Johann Lohelius (1549 – November 2, 1622), better known as Johann Lohel, was the archbishop of Prague from September 18, 1612, until his death.

==Early life==
Born in 1549 in a poor family, Johann was piously brought up. At fifteen he was engaged as a domestic in the Norbertine Teplá Abbey (Tepl), but was allowed to follow the classes in the abbey school; he soon surpassed his fellow students, and in 1573 received the Norbertine habit. After a two-years novitiate, Lohelius went to study philosophy at Prague. He was ordained in 1576 and was recalled to the abbey. He gave a course of sermons at Tepl, with whom he reconverted many Lutherans back to Catholicism.

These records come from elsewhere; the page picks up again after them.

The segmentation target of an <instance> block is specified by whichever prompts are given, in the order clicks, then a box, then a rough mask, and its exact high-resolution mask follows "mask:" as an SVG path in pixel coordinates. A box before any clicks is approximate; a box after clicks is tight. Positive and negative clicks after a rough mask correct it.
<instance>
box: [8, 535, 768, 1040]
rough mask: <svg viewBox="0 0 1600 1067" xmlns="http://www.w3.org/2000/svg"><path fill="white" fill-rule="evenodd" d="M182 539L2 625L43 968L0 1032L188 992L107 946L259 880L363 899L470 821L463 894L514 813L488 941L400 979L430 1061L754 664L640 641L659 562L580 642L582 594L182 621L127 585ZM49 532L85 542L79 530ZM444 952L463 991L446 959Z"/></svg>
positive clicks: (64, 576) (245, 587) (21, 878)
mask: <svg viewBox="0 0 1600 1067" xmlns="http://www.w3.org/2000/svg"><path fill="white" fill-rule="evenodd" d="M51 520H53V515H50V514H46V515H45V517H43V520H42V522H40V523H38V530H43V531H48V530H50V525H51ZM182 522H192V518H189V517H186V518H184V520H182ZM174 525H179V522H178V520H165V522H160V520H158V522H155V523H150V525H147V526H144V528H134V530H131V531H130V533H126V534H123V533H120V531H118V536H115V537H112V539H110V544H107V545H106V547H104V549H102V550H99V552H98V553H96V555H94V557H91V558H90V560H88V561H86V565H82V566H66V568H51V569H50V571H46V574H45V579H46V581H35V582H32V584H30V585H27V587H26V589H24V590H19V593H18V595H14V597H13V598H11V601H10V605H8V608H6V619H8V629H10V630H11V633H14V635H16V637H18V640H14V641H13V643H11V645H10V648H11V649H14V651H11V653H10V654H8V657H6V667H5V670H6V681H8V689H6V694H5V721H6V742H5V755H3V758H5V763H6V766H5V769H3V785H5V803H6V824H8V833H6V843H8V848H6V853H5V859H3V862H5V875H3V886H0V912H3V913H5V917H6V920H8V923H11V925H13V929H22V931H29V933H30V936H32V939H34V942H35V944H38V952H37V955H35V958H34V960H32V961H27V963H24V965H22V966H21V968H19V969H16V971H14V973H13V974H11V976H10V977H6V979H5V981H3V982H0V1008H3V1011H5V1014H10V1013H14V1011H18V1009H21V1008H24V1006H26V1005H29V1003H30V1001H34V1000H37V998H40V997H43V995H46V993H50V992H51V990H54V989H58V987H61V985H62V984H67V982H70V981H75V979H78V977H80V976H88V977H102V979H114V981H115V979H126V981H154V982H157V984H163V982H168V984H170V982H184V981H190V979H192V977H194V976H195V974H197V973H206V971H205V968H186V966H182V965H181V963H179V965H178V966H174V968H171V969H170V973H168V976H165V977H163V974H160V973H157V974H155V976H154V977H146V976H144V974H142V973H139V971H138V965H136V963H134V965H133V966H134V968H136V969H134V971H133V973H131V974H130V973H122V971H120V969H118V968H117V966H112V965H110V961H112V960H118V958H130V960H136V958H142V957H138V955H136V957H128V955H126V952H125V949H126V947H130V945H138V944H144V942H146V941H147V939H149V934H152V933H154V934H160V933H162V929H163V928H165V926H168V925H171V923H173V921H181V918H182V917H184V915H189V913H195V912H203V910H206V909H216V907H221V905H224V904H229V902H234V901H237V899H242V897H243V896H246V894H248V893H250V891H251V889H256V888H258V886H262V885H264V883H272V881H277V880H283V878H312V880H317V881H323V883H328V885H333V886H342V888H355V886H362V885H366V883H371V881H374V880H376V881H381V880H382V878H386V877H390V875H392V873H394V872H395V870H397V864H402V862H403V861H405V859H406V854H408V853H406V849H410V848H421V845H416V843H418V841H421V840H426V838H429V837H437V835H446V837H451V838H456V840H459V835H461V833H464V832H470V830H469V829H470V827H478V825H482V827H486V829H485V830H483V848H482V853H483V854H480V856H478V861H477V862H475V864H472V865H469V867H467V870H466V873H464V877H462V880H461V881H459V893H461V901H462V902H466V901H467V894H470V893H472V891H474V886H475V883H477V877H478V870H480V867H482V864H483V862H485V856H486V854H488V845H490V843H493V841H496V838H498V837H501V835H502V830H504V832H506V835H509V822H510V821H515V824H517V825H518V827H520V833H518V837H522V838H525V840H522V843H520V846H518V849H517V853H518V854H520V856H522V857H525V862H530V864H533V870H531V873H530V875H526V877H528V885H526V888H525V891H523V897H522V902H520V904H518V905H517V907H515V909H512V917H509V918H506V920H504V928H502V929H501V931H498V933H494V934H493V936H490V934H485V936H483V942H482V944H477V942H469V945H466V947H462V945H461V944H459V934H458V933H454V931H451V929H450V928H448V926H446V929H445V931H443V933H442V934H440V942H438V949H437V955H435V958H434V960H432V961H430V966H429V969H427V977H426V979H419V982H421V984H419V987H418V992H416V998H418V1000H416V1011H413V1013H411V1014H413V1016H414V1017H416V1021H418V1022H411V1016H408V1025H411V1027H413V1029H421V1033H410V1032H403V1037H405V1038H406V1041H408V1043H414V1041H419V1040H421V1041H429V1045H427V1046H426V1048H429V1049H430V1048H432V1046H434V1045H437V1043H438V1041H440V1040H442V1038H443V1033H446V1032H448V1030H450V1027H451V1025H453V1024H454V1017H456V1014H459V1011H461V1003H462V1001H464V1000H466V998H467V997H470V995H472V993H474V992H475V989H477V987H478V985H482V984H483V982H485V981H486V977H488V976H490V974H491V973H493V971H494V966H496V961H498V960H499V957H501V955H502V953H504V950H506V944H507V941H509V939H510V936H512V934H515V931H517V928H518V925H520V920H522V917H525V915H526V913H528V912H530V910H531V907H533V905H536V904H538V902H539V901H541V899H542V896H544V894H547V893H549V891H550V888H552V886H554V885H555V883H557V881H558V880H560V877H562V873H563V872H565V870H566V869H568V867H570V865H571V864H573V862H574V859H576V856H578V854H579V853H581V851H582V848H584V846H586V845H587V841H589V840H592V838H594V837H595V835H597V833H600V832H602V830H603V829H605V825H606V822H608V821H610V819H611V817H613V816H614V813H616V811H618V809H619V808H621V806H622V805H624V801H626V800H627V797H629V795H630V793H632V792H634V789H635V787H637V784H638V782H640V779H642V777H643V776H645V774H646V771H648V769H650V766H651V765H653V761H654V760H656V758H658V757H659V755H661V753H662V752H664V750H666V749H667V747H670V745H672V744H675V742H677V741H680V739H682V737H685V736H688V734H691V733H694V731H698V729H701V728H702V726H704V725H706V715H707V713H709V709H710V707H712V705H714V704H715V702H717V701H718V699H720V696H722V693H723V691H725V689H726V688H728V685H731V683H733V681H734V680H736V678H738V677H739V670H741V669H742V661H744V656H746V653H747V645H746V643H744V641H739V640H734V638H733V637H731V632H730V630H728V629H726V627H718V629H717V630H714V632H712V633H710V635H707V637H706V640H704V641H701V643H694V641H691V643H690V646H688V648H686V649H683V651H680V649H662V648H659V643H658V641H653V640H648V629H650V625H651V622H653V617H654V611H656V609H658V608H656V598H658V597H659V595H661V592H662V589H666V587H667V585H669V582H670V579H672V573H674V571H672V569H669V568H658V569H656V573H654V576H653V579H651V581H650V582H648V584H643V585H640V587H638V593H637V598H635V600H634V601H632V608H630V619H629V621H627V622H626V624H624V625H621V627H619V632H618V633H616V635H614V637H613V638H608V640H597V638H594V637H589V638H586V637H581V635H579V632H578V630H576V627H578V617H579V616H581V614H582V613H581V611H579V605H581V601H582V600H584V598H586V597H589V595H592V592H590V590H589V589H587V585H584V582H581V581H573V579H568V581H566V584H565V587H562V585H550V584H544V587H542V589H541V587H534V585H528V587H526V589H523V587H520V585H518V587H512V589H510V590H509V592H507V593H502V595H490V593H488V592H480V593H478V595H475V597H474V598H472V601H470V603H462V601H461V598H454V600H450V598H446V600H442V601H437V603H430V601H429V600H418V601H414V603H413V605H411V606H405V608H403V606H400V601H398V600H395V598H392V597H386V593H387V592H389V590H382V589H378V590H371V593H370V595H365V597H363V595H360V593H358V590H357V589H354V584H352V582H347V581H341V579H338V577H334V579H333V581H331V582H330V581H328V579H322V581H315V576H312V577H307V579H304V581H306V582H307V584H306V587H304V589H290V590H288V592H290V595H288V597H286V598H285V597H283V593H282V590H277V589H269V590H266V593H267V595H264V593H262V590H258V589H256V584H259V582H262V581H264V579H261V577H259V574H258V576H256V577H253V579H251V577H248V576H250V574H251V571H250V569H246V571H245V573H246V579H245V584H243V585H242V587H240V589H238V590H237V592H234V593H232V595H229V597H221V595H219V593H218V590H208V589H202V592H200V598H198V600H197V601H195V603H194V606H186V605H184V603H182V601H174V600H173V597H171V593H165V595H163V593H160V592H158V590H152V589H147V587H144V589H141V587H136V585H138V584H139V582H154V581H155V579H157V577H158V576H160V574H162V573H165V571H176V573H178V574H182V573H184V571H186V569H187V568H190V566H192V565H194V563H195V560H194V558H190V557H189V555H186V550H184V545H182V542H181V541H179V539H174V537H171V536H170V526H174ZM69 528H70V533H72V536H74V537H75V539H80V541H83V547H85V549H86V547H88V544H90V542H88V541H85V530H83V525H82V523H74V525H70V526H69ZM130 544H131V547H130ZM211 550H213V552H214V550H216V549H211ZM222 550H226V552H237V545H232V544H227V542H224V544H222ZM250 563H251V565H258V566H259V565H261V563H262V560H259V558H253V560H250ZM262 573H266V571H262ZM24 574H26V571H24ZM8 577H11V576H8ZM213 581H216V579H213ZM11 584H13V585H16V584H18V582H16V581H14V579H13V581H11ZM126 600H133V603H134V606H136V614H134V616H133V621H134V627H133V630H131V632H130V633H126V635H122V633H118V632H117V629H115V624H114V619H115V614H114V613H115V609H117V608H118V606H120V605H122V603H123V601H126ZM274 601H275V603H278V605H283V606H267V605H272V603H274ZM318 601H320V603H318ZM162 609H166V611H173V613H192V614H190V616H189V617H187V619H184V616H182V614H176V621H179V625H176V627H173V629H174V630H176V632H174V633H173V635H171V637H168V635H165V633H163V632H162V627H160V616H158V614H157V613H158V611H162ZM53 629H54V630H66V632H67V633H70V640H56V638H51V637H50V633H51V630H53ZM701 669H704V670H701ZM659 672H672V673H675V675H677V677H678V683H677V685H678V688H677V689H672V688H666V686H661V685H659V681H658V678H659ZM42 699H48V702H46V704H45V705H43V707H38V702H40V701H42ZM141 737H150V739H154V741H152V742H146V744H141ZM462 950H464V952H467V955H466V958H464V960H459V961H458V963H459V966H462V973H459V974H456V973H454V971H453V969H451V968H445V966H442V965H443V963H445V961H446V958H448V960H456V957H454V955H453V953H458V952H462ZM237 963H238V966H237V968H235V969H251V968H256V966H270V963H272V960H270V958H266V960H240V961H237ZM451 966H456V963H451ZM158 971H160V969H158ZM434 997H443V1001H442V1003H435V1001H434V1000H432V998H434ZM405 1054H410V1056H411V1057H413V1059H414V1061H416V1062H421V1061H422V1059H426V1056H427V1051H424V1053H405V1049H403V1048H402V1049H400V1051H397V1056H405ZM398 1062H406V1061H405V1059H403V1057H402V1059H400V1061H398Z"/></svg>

In 1579 he became prior of Mount Sion Abbey, at Strahov. The abbot and he strove, with some success, to lift the abbey out of the unfortunate state into which it had fallen. Lohelius was soon called back to Tepl. However, he was in 1583 allowed to resume the office of prior of Strahov.

==Archbishop of Prague==
Lohelius was elected abbot of the Strahov Monastery of Prague in 1586. With him a new era of progress and prosperity began on the Abbey of Strahov, which was in decline when he became its abbot. The emperor and the magnates of Bohemia generously assisted him in restoring the church and abbey buildings. The abbot-general, John Despruets, named him his vicar-general and visitor of the circles of Austria, Bohemia, Hungary, and Poland. In 1604 he was consecrated bishop of Sebaste in partibus, as auxiliary to the archbishop of Prague. During the illness of archbishop Karel Graf von Lamberk, Paul V appointed Lohelius coadjutor in May 1612. At the death of von Lamberg on 18 September 1612, Lohelius became archbishop of Prague. He crowned Ferdinand II (future Emperor) as King of Bohemia (29 June 1617),

==Exile, return and death==
In 1609 the Protestants of Bohemia were granted freedom of religion by the Letter of Majesty issued by Emperor Rudolph II. This strengthened them and, after having gained the upper hand in Prague, they began persecuting the clergy and expelled many priests, regular and secular. The cathedral, property of the Crown (as part of the Royal Castle ) and not of the Church, was altered to suit the Calvinistic worship; the altars were demolished, and the paintings and statues destroyed in December 1619. Lohelius had to take refuge in Vienna, where he remained until November 1620. After the battle of White Mountain, the archbishop and his chapter, as well as the Jesuits and other religious, returned to Prague. The cathedral, cleansed and refurnished, was again consecrated on 28 February 1621. Lohelius died soon after, of a slow fever on November 2, 1622; he was buried in the church of Strahov.